昨天德叔说,闻昇会在七月七日那晚回来,金无忧一下子就想起来,七月七日这天的特殊性。
谁能想到这个外表冷漠的大反派会是个七夕宝宝呢。
“噗哈哈哈哈”
只要一想到这个词,金无忧就无法正视那张冰块脸,脑子里会幻视出无敌可爱小宝宝的样子,她抱着小宝贝亲亲抱抱举高高。
尘砚搞不懂,回去那个不要无忧姐的家,无忧姐就这么开心吗?
那干爹交给他的任务怎么办?
“无忧姐,你笑的太耀眼了。”由内而外的开心,尘砚心里发愁,但是嘴角随姐,控制不住的上翘。
德公公叮嘱侍卫们:“保护好金姑娘。”
金无忧撩起帘子朝德公公摆手,与这晨间的朝阳一样,明媚而大方。
“德叔,您放心,我现在长进了,吃啥都不会吃亏的。”
但德公公瞧着她袖子滑落后漏出来的手臂上的斑驳叹气:大大咧咧的性子也挺好,就是姑娘家的皮肤还得养,要留住男人的心,少不得一身滑腻白皙的皮子。
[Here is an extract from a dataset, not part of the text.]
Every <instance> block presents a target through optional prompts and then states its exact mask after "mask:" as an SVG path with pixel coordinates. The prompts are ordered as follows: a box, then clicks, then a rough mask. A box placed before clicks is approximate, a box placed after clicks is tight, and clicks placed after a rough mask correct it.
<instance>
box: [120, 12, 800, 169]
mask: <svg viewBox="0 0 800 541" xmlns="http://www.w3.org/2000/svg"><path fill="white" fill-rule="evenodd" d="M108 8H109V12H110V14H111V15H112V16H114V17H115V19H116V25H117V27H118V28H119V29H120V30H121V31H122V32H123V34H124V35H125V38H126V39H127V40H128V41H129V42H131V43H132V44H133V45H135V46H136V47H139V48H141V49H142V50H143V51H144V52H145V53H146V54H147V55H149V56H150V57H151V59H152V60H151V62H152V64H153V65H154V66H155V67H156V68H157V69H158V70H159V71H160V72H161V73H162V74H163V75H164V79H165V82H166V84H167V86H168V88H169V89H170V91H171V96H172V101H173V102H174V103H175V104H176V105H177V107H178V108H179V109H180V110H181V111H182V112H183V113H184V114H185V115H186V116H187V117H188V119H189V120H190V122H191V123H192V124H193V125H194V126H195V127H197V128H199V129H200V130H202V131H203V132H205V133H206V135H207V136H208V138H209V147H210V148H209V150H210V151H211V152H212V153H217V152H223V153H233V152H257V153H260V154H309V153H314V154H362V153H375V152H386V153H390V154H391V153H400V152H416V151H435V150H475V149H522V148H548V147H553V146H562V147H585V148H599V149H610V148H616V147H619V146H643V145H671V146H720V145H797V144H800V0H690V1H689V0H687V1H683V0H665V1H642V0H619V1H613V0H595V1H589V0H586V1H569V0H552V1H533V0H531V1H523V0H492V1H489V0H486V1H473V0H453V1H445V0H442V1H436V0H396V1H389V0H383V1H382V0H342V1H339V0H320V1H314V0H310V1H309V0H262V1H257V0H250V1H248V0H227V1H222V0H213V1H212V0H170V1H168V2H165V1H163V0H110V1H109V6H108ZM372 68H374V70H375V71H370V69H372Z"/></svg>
“傍晚之前把最好的大夫请来,专门给金姑娘养身祛疤,还有胭脂水粉、养发润肤的,都挑好的送姑娘的菡萏院里,交代丫鬟每日为姑娘涂抹。”
“奴才马上去办。”
这般交代完,德公公就不管了,他得琢磨琢磨请哪位老姐姐来教导姑娘的规矩。
尘砚趴在马车上往外看,他是北地的人,虽跟着干爹早回来了几天,但是忙着收拾王府,没空出门逛街,现在看什么都很新鲜,若不是肚子已经饱了,还想吃。
“芝麻糖酥,甜甜的芝麻糖酥。”
“猪肉,今早刚杀的猪。”
“馅饼,大肉馅饼,咬一口全是肉的馅饼。”
……
金无忧也瞧着新鲜,第一次的时候忙于逃命,哪还顾得上欣赏京城的繁华,如今瞧着,着实热闹。
瞧见小孩儿咽口水,金无忧敲敲马车:“给尘砚来包芝麻酥糖。”
出城后,马车走在长长的土路上有点晃,透过被风掀开一角的帘子,金无忧恍惚看见一个姑娘向着她来时的方向仓皇奔跑,跑向她以为的希望。
可是今天,金无忧到达青石村,只用了半个时辰。
村子里突然来了辆气派马车,村头那些闲散人早就看见了,这么高大的马,只那些贵人家里才养的起,他们这儿村里也就能买头驴,没想到这么俊的马来他们村了。
“看马车的方向像是去的村西头,听说赵氏把她那个继女卖进贵人家了,是不是金无忧那个小狐狸精回来了。”
“啧啧啧,就说那是个狐媚子转世的,还在村里的时候就勾的男人走不动道儿,这才出去几天,这又是马车又是侍卫的,那贵人的魂儿怕不是都被吸去了。”
“哈哈哈,肯定是了,昨天碰见金大山,他还说他闺女今天回门儿。”
“回门儿?给人家做妾还能回门儿,当家夫人立不起来,那丫头还真是好运道儿。”
“无忧丫头往日跟面团儿似的,今儿回门儿,好东西肯定少不了,走走走,去见识见识。”
一个个挤眉弄眼想着占便宜的,都往金大山家挤。
下了马车后,金无忧站在门前,捂着胸口告诉那个已经消失的女孩:小无忧,你亲眼看着姐姐怎么毁掉金家给你报仇。
尘砚担忧的看着金无忧:“无忧姐,你还好吗?”
再睁开眼睛,金无忧又是那个爱笑的女孩,仿佛刚才的悲伤只是个错觉而已。
“没事儿,回家了,哪有不好。”就是有,今天她也能治好。
“爹,女儿回来了,女儿按照您昨日的吩咐,给您带了一箱银子回来了。”
扬声一嗓子清脆大方,但把村里那些准备占便宜的吓了一跳。
面瓜长胆子了?
一个个的,眼珠子瞪着侍卫打开的几台箱子发绿:天老爷哎,一箱银子,还有那么些绸缎,金家祖坟冒青烟了,卖闺女还能卖座金山银山回来。
这些人畏于侍卫身高体壮,个个带刀,不能上手抢。
可是比装银子的箱子更耀眼的是笑盈盈问好的姑娘:“各位叔伯婶婶早啊,今儿不用下地吗?”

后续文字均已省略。